Statistics Lecture Notes

Key Topics

• Mean, Median, Mode, Range
• Quartiles and Interquartile Range (IQR)
• Outliers
• Box and Whisker Plot
• Skewness
• Dot Plot
• Stem-and-Leaf Plot
• Frequency Table
• Histogram
• Cumulative Relative Frequency

Mean, Median, Mode, and Range

1. Mean (Average)

   • Arrange data in increasing order.
   • Calculate sum of numbers.
   • Divide sum by number of data points.
   • Example: For data set [7, 7, 10, 14, 15, 23, 32], Mean = 108 / 7 ≈ 15.43.

2. Median

   • Middle number when data is ordered.
   • If even data points, median = average of two middle numbers.
   • Example: Median of [7, 10, 14, 15, 23, 32] is 14.

3. Mode

   • Number that occurs most frequently.
   • Example: Mode of [7, 7, 10, 14, 15] is 7.
   • Bimodal if two numbers occur most frequently.

4. Range

   • Difference between highest and lowest numbers.
   • Example: Range = 32 - 7 = 25.

Quartiles and Interquartile Range (IQR)

• Q1: 1st Quartile (25th percentile)

• Q2: 2nd Quartile (Median or 50th percentile)

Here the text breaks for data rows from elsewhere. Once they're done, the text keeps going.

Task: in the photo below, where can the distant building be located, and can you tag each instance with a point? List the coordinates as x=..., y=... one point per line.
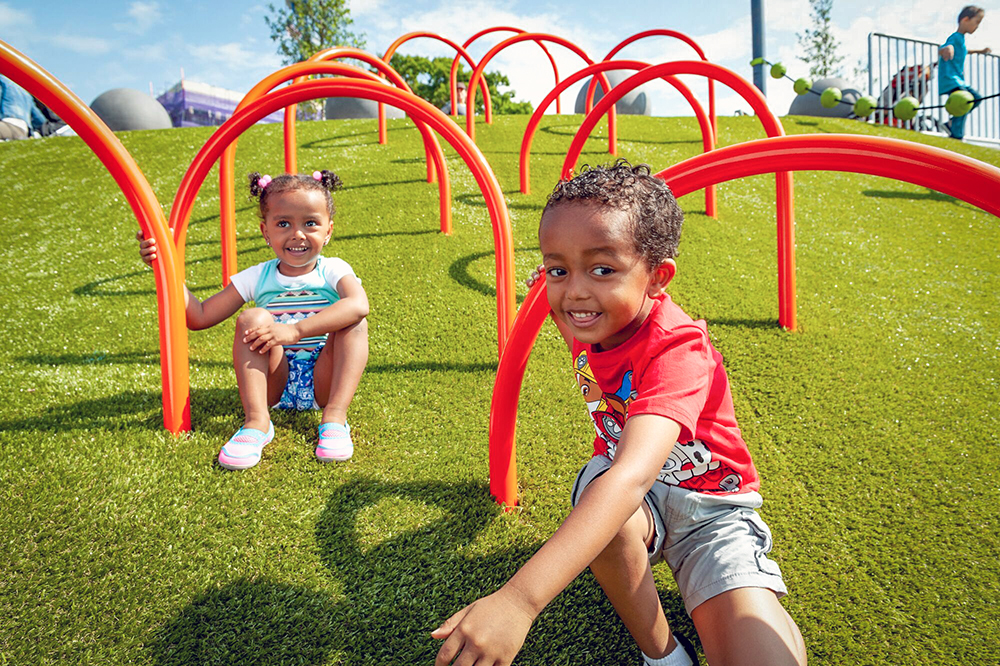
x=193, y=104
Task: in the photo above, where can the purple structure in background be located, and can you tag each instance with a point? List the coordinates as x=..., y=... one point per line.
x=192, y=104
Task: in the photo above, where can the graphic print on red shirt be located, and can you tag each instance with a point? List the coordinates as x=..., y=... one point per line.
x=669, y=368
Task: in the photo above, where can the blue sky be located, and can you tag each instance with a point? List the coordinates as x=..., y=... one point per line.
x=96, y=46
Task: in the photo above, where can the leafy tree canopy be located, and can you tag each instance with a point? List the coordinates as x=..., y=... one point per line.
x=428, y=78
x=818, y=42
x=303, y=27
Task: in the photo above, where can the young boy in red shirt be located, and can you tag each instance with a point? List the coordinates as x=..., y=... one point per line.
x=671, y=477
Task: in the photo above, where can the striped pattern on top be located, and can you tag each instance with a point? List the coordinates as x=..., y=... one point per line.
x=295, y=305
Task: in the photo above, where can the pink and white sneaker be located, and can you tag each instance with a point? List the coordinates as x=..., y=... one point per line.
x=334, y=442
x=243, y=449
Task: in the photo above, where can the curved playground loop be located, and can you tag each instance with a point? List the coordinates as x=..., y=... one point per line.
x=704, y=122
x=477, y=74
x=940, y=170
x=168, y=268
x=658, y=32
x=453, y=75
x=460, y=52
x=784, y=188
x=298, y=72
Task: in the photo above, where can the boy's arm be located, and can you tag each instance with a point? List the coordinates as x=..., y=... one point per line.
x=349, y=310
x=492, y=629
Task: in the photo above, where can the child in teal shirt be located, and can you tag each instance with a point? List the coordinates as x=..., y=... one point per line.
x=951, y=67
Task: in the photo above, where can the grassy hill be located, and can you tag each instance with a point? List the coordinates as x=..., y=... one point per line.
x=875, y=427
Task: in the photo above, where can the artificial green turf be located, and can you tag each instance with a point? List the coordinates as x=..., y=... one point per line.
x=875, y=427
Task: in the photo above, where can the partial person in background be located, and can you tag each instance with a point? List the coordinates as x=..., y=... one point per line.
x=19, y=117
x=463, y=91
x=951, y=66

• Q3: 3rd Quartile (75th percentile)

• Interquartile Range (IQR): Q3 - Q1

• Identifying Outliers:

  • Outliers are numbers outside [Q1 - 1.5(IQR), Q3 + 1.5(IQR)].

Box and Whisker Plot

• Visual representation of data.
• Includes Minimum, Q1, Median (Q2), Q3, Maximum.
• Outliers are plotted as individual points.

Skewness

• Symmetric data: Mean = Median.
• Right Skew (Positive): Mean > Median.
• Left Skew (Negative): Mean < Median.

Dot Plot

• Simple plot using dots to represent frequency above number line.

Stem-and-Leaf Plot

• Divide numbers into "stem" and "leaf".
• Example: 56 is 5 (stem) | 6 (leaf).
• Useful for visualizing distribution.

Frequency Table

• Shows frequency of each number or category.
• Sample Mean Calculation: Use frequency table to multiply frequency by values, sum them and divide by total number of values.

Histogram

• Similar to bar graph with contiguous bars.
• Represents frequency distribution of numerical data.
• Categories (classes) like grades can be used.

Cumulative Relative Frequency

• Running total of relative frequencies.
• Helps find percentiles easily.
• Example: 60th percentile may fall between two numbers in cumulative frequency.

Practice Examples

• Calculate mean, median, mode, range, IQR, identify outliers, and construct box plots.
• Analyze skewness of data using mean and median.
• Construct stem-and-leaf plots and frequency tables.
• Draw histograms and dot plots.

Tips

• Always arrange data in order before calculating statistics.
• Double-check calculations for percentiles and outliers.
• Visual tools like plots and graphs enhance understanding of distribution.